5. Pour évaluer le salaire qui aurait dû être versé à M. A..., l'administration a employé deux méthodes. La première méthode a consisté à constater que l'Insee déterminait, dans le secteur des services, le salaire annuel net des dirigeants à 77 600 euros, soit 77,8 % de plus que le salaire annuel net moyen des cadres dans ce secteur, fixé à 48 037 euros. Le vérificateur a ensuite calculé la moyenne des salaires des cadres et des non cadres du groupe informel de la SARL Power sécurité privée, auquel il a appliqué ce pourcentage, pour considérer que la rémunération des cogérants aurait dû être de 76 760 euros au titre de l'exercice clos en 2009 et 83 955 euros en 2010, soit une rémunération excessive versée par la société de 158 411 euros au titre de l'exercice clos en 2009 et 192 169 euros au titre de l'exercice clos en 2010. La seconde méthode a consisté à comparer les salaires versés à M. A... à ceux versés par les sociétés considérées comme comparables, ce qui a abouti à estimer la part excessive de la rémunération à 129 229 euros au titre de l'exercice clos en 2009 et 171 694 euros au titre de l'exercice clos en 2010. Le vérificateur a estimé que les rémunérations excessives correspondaient à la moyenne de ces deux éléments de comparaison, soit 143 820,27 euros pour l'exercice clos le 30 juin 2009 et 181 931,77 euros pour l'exercice clos le 30 juin 2010 et rejeté ces charges dans les comptes de la SARL Power sécurité privée sur le fondement du 1 de l'article 39 précité du code général des impôts. Ces exercices couvrant chacun deux années civiles, le vérificateur a considéré dans la proposition de rectification que, pour l'imposition des distributions entre les mains de M. A... sur le fondement du c) de l'article 111 du même code, ces rémunérations excessives devaient être affectées à concurrence de 72 775 euros à l'année 2008, 175 839 euros à l'année 2009 et 77 139 euros à l'année 2010. Dans sa réponse aux observations du contribuable, le vérificateur a réduit la base taxable à 58 828 euros au titre de l'année 2008, 97 717 euros au titre de l'année 2009 et 54 198 euros au titre de l'année 2010, pour tenir compte du fait que les salaires versés par la société étaient des montants bruts.

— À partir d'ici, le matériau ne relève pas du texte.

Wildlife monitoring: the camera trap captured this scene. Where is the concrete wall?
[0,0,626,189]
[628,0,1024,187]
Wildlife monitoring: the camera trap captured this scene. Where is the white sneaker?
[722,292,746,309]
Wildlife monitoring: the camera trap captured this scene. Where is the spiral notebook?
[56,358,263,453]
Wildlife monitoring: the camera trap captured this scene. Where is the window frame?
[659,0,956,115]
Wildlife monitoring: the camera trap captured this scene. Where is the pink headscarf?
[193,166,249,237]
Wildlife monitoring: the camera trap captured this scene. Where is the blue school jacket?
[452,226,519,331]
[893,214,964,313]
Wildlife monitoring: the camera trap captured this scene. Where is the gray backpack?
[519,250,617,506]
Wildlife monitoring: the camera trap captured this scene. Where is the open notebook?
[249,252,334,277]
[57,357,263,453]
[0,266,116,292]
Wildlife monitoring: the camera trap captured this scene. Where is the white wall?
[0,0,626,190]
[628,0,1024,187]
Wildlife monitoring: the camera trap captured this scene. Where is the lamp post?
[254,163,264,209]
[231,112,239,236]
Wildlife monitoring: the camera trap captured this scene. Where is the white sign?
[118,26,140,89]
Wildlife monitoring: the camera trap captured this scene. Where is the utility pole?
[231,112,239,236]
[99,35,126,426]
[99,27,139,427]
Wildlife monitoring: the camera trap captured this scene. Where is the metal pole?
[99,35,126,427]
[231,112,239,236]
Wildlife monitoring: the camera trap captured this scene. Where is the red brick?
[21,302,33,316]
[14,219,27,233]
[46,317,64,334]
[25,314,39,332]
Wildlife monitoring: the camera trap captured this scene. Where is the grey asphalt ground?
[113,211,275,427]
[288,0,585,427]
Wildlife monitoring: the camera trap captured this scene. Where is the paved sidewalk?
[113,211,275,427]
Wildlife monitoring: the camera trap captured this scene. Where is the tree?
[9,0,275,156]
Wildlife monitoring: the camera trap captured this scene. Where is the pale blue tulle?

6. Le ministre de l'économie et des finances ne conteste pas que, comme l'ont décidé les premiers juges, les revenus litigieux ne pouvaient pas être qualifiés de rémunérations et avantages occultes au sens du c) de l'article 111 du code général des impôts. Il demande, en revanche, que la cour procède à une substitution de base légale et applique le d) du même article.
7. Les éléments de comparaison sélectionnés par l'administration pour considérer que le salaire versé est excessif par rapport au chiffre d'affaires manquent de précision dès lors que seule une des trois sociétés retenues exerce, comme la SARL Power sécurité privée, une activité de holding et que la proposition de rectification ne mentionne que les montants moyens résultant de l'étude de ces trois sociétés.
8. Par ailleurs, la méthode de comparaison utilisant les statistiques de l'Insee est viciée dès lors que les rémunérations de M. A... sont énumérées pour leur montant brut, alors que les salaires mentionnés par l'Insee sont énumérés en net. En outre, alors que le pourcentage de 77,8 % calculé par l'administration résulte d'un rapport entre le salaire des cadres et le salaire des dirigeants dans le secteur des services, il a été appliqué, sans explication, à une moyenne entre le salaire des cadres et des non-cadres de la SARL Power sécurité privée au lieu de l'être directement à la moyenne des salaires des cadres.
9. De même, quand bien même elles ont un chiffre d'affaires comparable au groupe informel dont la SARL Power sécurité privée est la holding, la comparaison entre le salaire de dirigeant de cette dernière et les salaires versés par les deux sociétés de sécurité mentionnées dans la proposition de rectification est peu pertinente, dès lors que ces dernières sont des sociétés opérationnelles alors que la SARL Power sécurité privée est une société holding dont le chiffre d'affaires résulte, au titre des exercices clos en 2009 et 2010, de prestations facturées et du produit de la location gérance de ses quatre filiales, qui lui reversent 3,5 % de leur chiffre d'affaires. En admettant même que ces sociétés puissent être regardées comme comparables, il résulte de l'instruction que la proposition de rectification ne précise pas si les salaires comparés à celui de M. A... sont des salaires bruts ou nets. Au demeurant, les salaires utilisés comme points de comparaison sont supérieurs au salaire perçu par M. A... en 2008 et, s'ils sont inférieurs à ceux que ce dernier a perçus en 2009 et 2010, les différences ne font pas apparaître de disproportion manifeste.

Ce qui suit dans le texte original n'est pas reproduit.